2.3 Screening of Mixed Population of Hybridoma Cells
To develop a D2 microfluidic system for selecting antibody-secreting cells, we prepared a range of hybridoma cell line mixtures consisting of two cell lines: one producing monoclonal antibodies (mAbs) that bind to specific membrane-bound antigens on target cells and the other producing non-specific mAbs in a 1:1 ratio. In this specific experiment, we mixed the Alexa fluor 647 secondary antibodies with the IMDM solution containing target cells to be able to detect mAbs production through fluorescence imaging. In addition, we evaluated the effect of washing on detection and isolation of desired hybridoma by measuring the signal-to-noise ratio of the fluorescence distribution before and after the washing step.
We co-encapsulated the two cells inside traps using our method and incubated the cells for 30 min. The hybridoma and target cell lines were stained with calcein-AM red-orange (shown as red) and Celltrace CFSE (shown as green) respectively, prior to loading on the chip (Figure 5A; left). During the incubation time, desired hybridoma cells produced antigen-specific monoclonal antibodies that were bound to the membrane receptors of the target cells. The Alexa Fluor 647 secondary antibodies bound to all secreted mAbs including those captured on the membrane of the target cells, generating a red fluorescent signal (λex = 627 nm and λem = 665 nm). Before washing, all droplets containing one hybridoma cell emitted a uniform red signal (Figure 5B; right), indicating the production of mAbs.

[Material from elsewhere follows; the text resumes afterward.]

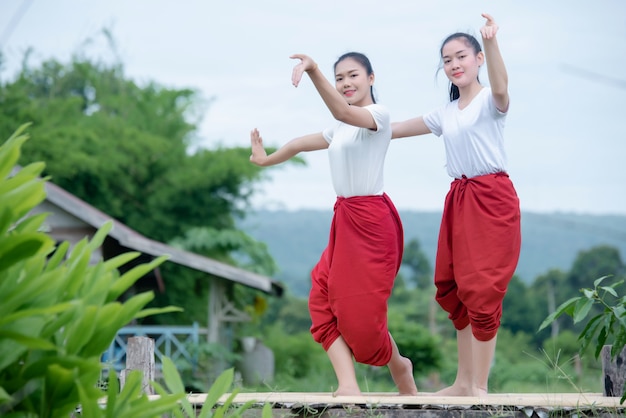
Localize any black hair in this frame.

In the case of producing the desired mAbs, there is an intensity peak around the target cell due to the accumulation of mAbs on their membrane.

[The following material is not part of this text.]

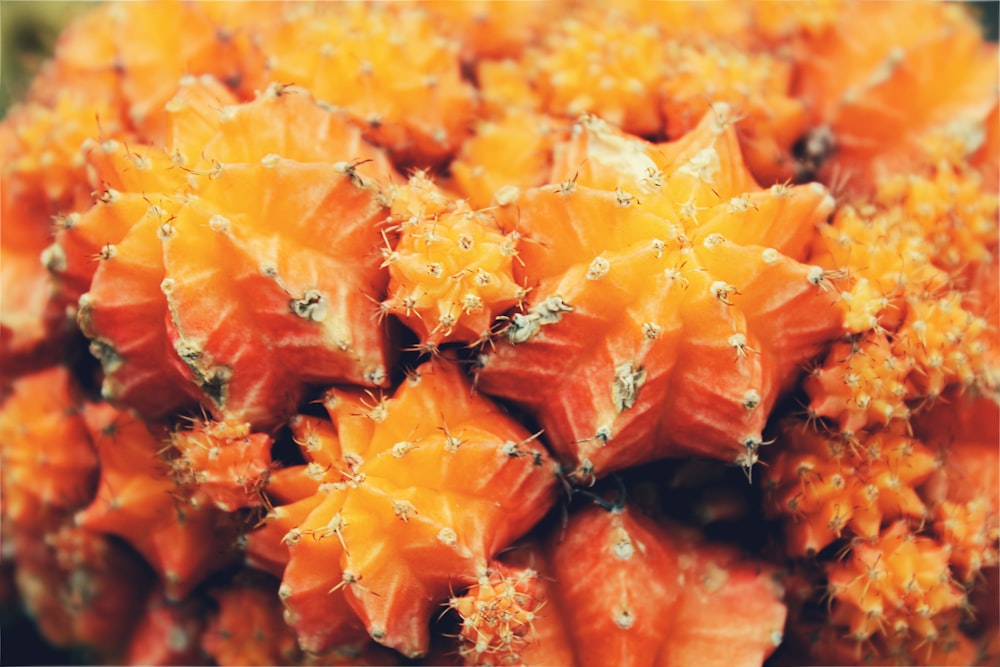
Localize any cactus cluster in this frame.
[0,0,1000,667]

After washing the droplets, which removed the non-binding antibodies from the trap, the overall background signal was reduced (Figure 5C). As shown in Figure S9 (Supporting Information), we quantified the fluorescence measurement across the image, and there is background fluorescence being generated by the non-binding antibody. The high fluorescence given by the background could lead to false positives in the detection. By defining the signal as the mean fluorescence value of the cells and the noise as the mean fluorescence value of the droplets, we plotted the signal-to-noise ratio before and after the washing process, as depicted in Figure 5D. Remarkably, the signal-to-noise ratio (SNR) value exhibited a substantial increase after a post-washing step. However, in the absence of washing, both specific and non-specific antibodies displayed a remarkable similarity in their signal-to-noise ratios (SNR) (P > 0.05), raising the prospect of detecting secreted and expressed IgGs. It is only following the washing step that we observe a noteworthy enhancement in the SNR, effectively discerning the desired monoclonal antibodies (mAbs) with elevated SNR values, while concurrently maintaining low SNR values for the undesired mAbs. The significant improvement in SNR resolution post-washing contributes to the accuracy and reliability of our detection process.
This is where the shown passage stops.